I think Dressed for Tea–Tea or Miss Tea for short–was fated to find me (or the other way around). I was looking for a safe, low-level dressage horse who could carry my middle-aged and out-of-practice self to the shows without major drama or trauma. I had experienced enough of that with a mare I raised, loved deeply, but was, in the end, too much for me. I just wanted to have fun! Tea was that horse. Her advertisement boasted that she had shown or trained up to Second Level and had an unflappable nature. She was safe, safe, safe!
Like all horse people, I spend far too much time trolling the horse adverts on DreamHorse. I had seen her advertised, but she was far away, and a bit more than I could afford. I looked at a lot of horses, but for some reason kept coming back to Tea’s picture. I first went to see her just after Christmas with my husband and daughter who was home from school. Tea had issues–she was out of shape, she didn’t track straight, she was underweight, she didn’t bend… I went home and thought I’d look some more.

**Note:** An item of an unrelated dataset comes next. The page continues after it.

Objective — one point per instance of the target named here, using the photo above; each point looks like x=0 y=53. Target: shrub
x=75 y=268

I couldn’t get her out of my mind. I kept going back to the videos I took and to her photo. The winter dragged on and I tried a host of other horses. Eventually, I decided I needed to try her again. This time, I did a lot better riding her and I started thinking, maybe if she went to a good trainer and maybe if she got more fit…The trainer representing her, a reputable Grand Prix rider, said she was just out of shape and needed someone who would work with her. The thing about Miss Tea was she’s so was so darn accommodating. She would try her best no matter what mistakes you made, no matter what situation you put her in. I thought, ‘that is a horse worth taking a chance on.’ It wasn’t long before I called to have her pre-vet work done.

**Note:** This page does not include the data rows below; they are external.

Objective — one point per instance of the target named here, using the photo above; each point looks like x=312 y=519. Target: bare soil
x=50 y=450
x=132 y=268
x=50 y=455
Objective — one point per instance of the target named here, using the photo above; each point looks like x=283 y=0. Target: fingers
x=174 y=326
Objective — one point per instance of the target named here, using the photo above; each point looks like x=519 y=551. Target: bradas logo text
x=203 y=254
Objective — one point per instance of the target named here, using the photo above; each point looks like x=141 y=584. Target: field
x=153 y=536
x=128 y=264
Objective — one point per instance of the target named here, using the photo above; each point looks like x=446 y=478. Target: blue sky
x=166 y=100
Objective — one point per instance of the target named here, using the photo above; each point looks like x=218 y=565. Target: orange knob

The day of the vetting, I held my breath. I wanted this mare. I so wanted it to work out. It was clear she could start out a bit stiff, especially behind, so I specifically asked the vet about her hind end and pelvis. He did a flex, he felt along her pelvis and back, he watched her go on the lunge…he said he did not see any Red Flags whatsoever for what I wanted to do with her: low level dressage, i.e. First Level and take lessons and do clinics and just have a fun, safe partner. The vet report wrote: “No red flags noted on exam. Should be fine for lower level dressage.”
Red Flags. I wish someone had seen some and warned me.